There are at least 290 million child brides in the region, accounting for 45 percent of the global total.
A new child marriage study by UNICEF South Asia included over 260 interviews and 120 focus group discussions across 16 locations in Bangladesh, India, and Nepal.
The study found that despite remarkable headway in reducing child marriage in recent decades, progress remains slow and has been further hindered by the COVID-19 pandemic, economic shocks, and conflict.

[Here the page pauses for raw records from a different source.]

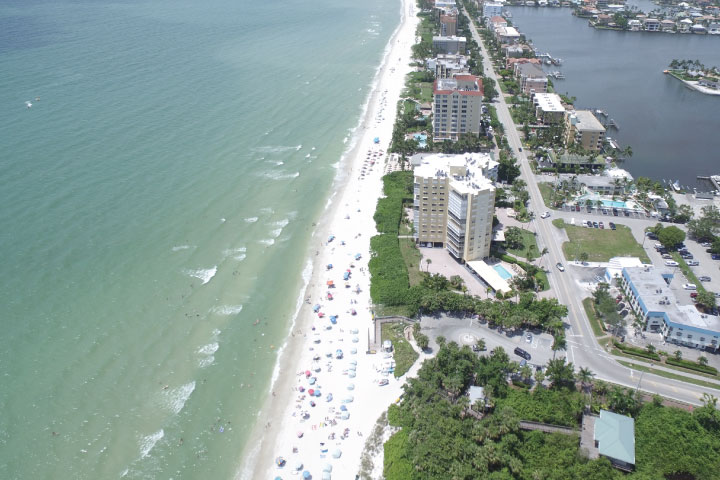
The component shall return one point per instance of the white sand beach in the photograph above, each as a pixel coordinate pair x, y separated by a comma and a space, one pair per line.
316, 432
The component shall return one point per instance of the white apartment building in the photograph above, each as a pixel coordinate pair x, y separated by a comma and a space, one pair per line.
450, 44
650, 297
446, 66
457, 106
492, 9
548, 107
454, 204
582, 127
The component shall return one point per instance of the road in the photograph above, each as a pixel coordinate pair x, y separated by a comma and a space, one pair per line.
583, 349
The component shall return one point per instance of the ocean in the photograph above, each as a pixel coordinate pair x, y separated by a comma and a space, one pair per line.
157, 202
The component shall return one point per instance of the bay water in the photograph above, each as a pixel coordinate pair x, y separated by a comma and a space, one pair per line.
672, 130
157, 202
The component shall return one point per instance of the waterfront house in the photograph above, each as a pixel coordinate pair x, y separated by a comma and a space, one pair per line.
448, 25
497, 22
651, 25
507, 35
513, 51
583, 128
603, 19
571, 161
667, 25
450, 45
457, 106
492, 9
531, 78
684, 25
548, 107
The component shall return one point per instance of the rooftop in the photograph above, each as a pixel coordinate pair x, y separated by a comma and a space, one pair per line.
548, 102
615, 435
587, 122
467, 172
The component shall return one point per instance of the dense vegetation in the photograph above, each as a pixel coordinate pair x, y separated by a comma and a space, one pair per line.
437, 439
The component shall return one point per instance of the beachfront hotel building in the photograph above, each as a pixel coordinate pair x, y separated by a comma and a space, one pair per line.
457, 106
583, 128
454, 203
450, 44
650, 297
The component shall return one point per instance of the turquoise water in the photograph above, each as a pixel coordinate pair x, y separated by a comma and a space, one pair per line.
504, 274
157, 206
614, 203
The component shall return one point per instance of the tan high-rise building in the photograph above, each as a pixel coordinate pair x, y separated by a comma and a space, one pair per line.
457, 106
583, 128
454, 204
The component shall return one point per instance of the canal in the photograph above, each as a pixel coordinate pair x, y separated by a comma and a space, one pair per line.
674, 132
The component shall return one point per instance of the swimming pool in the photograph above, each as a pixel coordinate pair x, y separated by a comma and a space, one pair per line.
614, 204
504, 274
421, 139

“Despite commendable progress, much more needs to be done to end child marriage. The fact that South Asia has the highest child marriage burden in the world is nothing short of tragic,” said Noala Skinner, UNICEF Regional Director for South Asia.

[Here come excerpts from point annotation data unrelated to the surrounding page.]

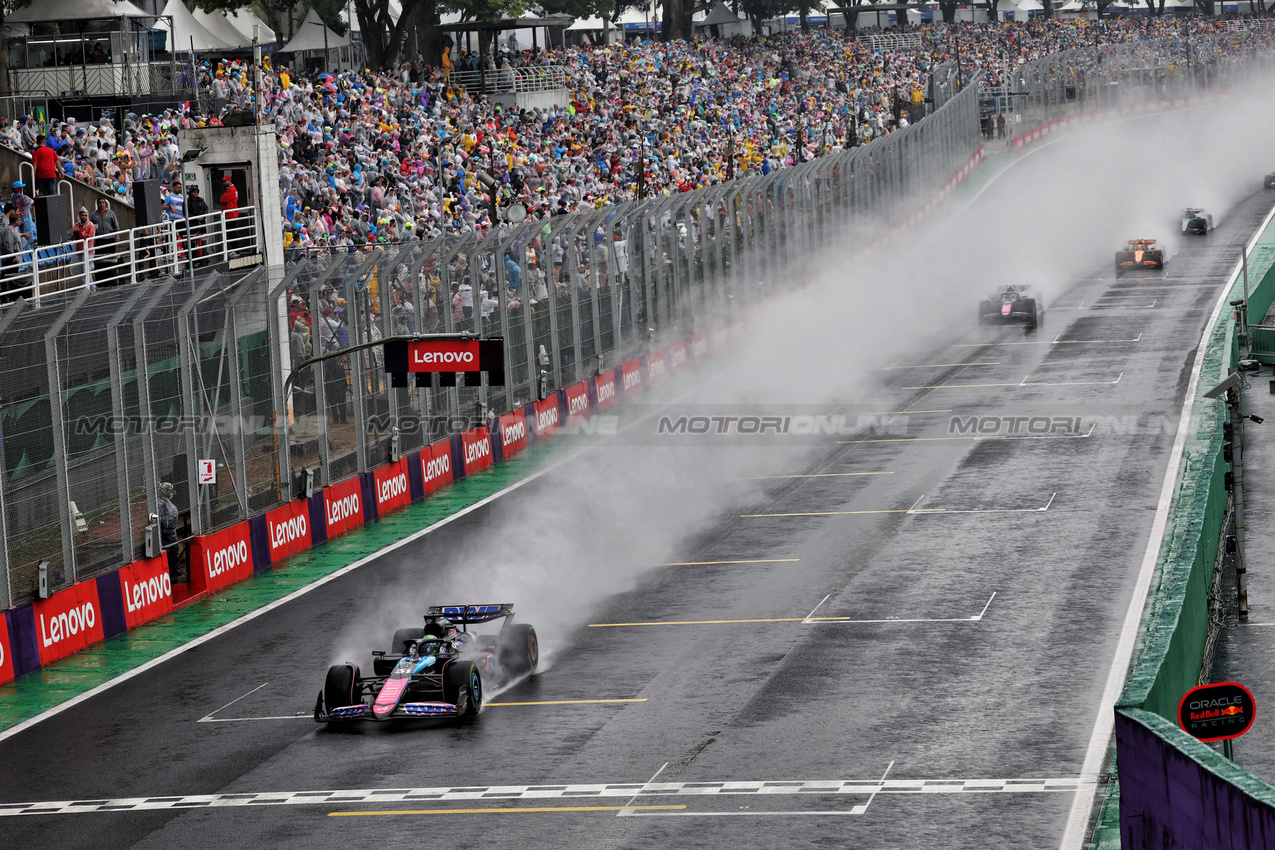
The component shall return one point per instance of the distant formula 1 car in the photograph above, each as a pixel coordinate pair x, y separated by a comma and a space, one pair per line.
1140, 254
1196, 221
1010, 307
436, 670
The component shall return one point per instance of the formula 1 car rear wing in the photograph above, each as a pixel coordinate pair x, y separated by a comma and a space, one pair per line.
469, 614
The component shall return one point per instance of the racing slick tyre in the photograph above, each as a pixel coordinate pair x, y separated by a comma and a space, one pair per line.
341, 688
519, 650
462, 679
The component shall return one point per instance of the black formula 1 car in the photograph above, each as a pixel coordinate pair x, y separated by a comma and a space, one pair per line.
1140, 254
1011, 307
432, 670
1196, 221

“Child marriage locks girls out of learning, puts their health and wellbeing at risk and compromises their future. Every girl who gets married as a child is one girl too many,” she said in a statement.
The UNICEF study found that increased financial pressure due to the COVID-19 pandemic forced families to arrange marriages for their young daughters and reduce costs at home.
Despite efforts to involve children in remote learning, girls being out of school during the pandemic was one of the most prominent drivers of child marriage, according to the study.
The legal age of marriage for females is 20 in Nepal, 18 in India, Sri Lanka, and Bangladesh, and 16 in Afghanistan. It is 16 in Pakistan, except for Sindh province, where the minimum age is 18.
Meanwhile, more than 100 government and civil society representatives from Bangladesh, Bhutan, India, Nepal, the Maldives, Pakistan, and Sri Lanka, along with experts and young people, called for renewed efforts to end child marriage at a regional forum organized by UNICEF, UNFPA, the South Asia Initiative to End Violence Against Children (SAIEVAC), Plan International, and World Vision.
The forum, held in Kathmandu between April 17-19, reviewed the implementation of the Regional Action Plan to End Child Marriage, first adopted in 2014 by SAIEVAC, and noted the need to accelerate progress.
At the conference, Plan International, an independent development and humanitarian organisation, launched a report titled ‘Storming the Norms’.
The report identified some of the most significant drivers of child marriage, including poverty, parents’ concerns over their daughters’ safety as it relates to honour, lack of access to education for girls, lack of alternatives for girls outside of marriage, humanitarian crises, and adolescent pregnancy.
It also highlighted the existing social norms that devalue and restrict girls and women making decisions, as well as perpetuate Child, Early, and Forced Marriage (CEFM).
Participants at the forum called for stricter actions to reduce CEFM practice in countries where it is most prevalent.
“Child marriage remains widespread in many countries, with harmful consequences for girls and the entire society,” said Mr. Björn Andersson, UNFPA Regional Director for Asia and the Pacific.
“We must do more and strengthen partnerships to empower girls through education, including comprehensive sexuality education, and equip them with skills, while supporting communities to come together to end this deeply rooted practice.”
At the forum, participants identified key actions to accelerate to achieve the targets of the Regional Action Plan to End Child Marriage.
They called for countering poverty -- one of the drivers of child marriage -- by enacting comprehensive social protection measures with a focus on the poorest, most disadvantaged households.
Other suggestions include safeguarding children’s rights to attend and complete primary and secondary education, ensuring adequate protective legal and policy frameworks to tackle CEFM, and accelerating action to address social norms and promote positive behaviours among families, with a focus on men and boys.